Morning ASAs, Mourning Sleep

Jaime Morales Cobiella, Writer

Waking up in the morning is undoubtedly the toughest thing to do for the average crabby teenager. Many of us have been forced to wake up around six to seven in the morning to make it to school on time and not get an unexcused tardy. This is, of course, normal and it’s not as if students can do much about it.

Many students sign up for a sports ASA thinking that it will be a fun experience and a good interaction with others interested in the same area. However, when they’re told they have to attend practice at quarter to seven in the morning, it suddenly becomes much less appealing than before. Now usually, under normal circumstances, waking up is already hard, but imagine having to wake up at five in the morning to go to the one place that you would rather not go to when you’re barely awake.

You might be thinking, “Yeah, yeah, but you signed up for this…”. There is no student input in choosing a time for the ASA and many want to do the activity for the experience without being hindered by the timing. As a Y12 student said, “I’d rather stay after school twice a week than having to come at six in the morning on a Monday of all days”. Many students don’t live close to school; many live in places such as Morges or Vevey, making their journey to school so much longer. This can require waking up as early as half past five. This at times makes it incredibly difficult for many to get to school on time for their practice, due to awkward public transport schedules and not wanting to wake their parents up so early.

The initial waking up is horrible, but what does it feel like afterward? Another Y12 student expressed that “practice is nice, but after I feel sweaty and tired for the whole day”. Going through the day sweaty and miserable is already bad, but combine that with a test and you might as well slap us in the face.

Generally, you would think that for a successful practice you would have to have players showing up. However, Anjali Bhimani remarked that “half of the people don’t show up to our morning practices, so what’s the point of having them?” When you put the effort into waking up early, going to school, and playing a sport first thing in the morning, you would expect others in the team to make the same commitment, as you signed up for the same activity. When they don’t, it becomes a very unbalanced team environment as some are putting in much more effort than others.

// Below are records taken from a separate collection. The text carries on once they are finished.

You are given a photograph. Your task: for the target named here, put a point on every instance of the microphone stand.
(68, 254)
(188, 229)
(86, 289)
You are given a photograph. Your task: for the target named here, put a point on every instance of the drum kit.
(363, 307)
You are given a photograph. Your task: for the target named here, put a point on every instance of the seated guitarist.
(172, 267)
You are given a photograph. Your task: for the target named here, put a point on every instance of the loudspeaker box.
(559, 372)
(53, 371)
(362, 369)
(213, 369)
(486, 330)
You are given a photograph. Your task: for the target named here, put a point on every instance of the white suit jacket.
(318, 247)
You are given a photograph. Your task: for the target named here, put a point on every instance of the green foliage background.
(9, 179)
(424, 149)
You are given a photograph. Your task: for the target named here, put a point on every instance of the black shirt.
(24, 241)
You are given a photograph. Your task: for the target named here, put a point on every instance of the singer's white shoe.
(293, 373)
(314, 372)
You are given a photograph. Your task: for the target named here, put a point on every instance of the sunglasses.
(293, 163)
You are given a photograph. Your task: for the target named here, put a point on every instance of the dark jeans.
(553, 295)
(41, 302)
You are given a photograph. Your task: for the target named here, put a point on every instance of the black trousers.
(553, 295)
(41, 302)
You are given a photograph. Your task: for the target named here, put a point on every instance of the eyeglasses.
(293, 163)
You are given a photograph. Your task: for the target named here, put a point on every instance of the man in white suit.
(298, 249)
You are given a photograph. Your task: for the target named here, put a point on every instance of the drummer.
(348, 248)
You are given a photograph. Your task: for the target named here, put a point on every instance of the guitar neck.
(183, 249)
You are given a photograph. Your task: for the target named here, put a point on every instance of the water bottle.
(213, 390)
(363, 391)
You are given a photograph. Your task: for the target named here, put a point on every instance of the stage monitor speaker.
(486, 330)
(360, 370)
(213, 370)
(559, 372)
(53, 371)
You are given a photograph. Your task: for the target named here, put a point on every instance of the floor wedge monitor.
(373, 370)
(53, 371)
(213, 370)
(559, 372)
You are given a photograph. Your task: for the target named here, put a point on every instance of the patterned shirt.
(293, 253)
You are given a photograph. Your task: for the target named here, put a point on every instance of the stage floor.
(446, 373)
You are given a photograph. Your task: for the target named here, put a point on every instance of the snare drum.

In contrast, other students describe the experience as being more positive rather than negative. Some describe it as being “refreshing” or “a good way to wake up”. It’s never bad to start your day with some exercise either, but it really does depend on the person. For some, waking up and going for a run, for example, can be what sets them up for success for the rest of the day, as they get their blood pumping and wake their minds up. However, for others, it’s the perfect way to drain the energy from their bodies for the rest of the day.

You can believe what you will: morning practices are good or bad, but we need change. Whether you would come to a morning practice or not, it is evident that direct team expectations should be set. Morning or afternoon, a sport is a sport and a full team is required for dynamics to work. Shifting the practice times for sports into the afternoon would lead to an enormous increase in participation as there is no extra effort put into going to practice. You’re already at school so why not stay and have some fun? If making practices in the afternoon rather than in the morning is what helps, it is what the school should do to help students and teams improve as a whole.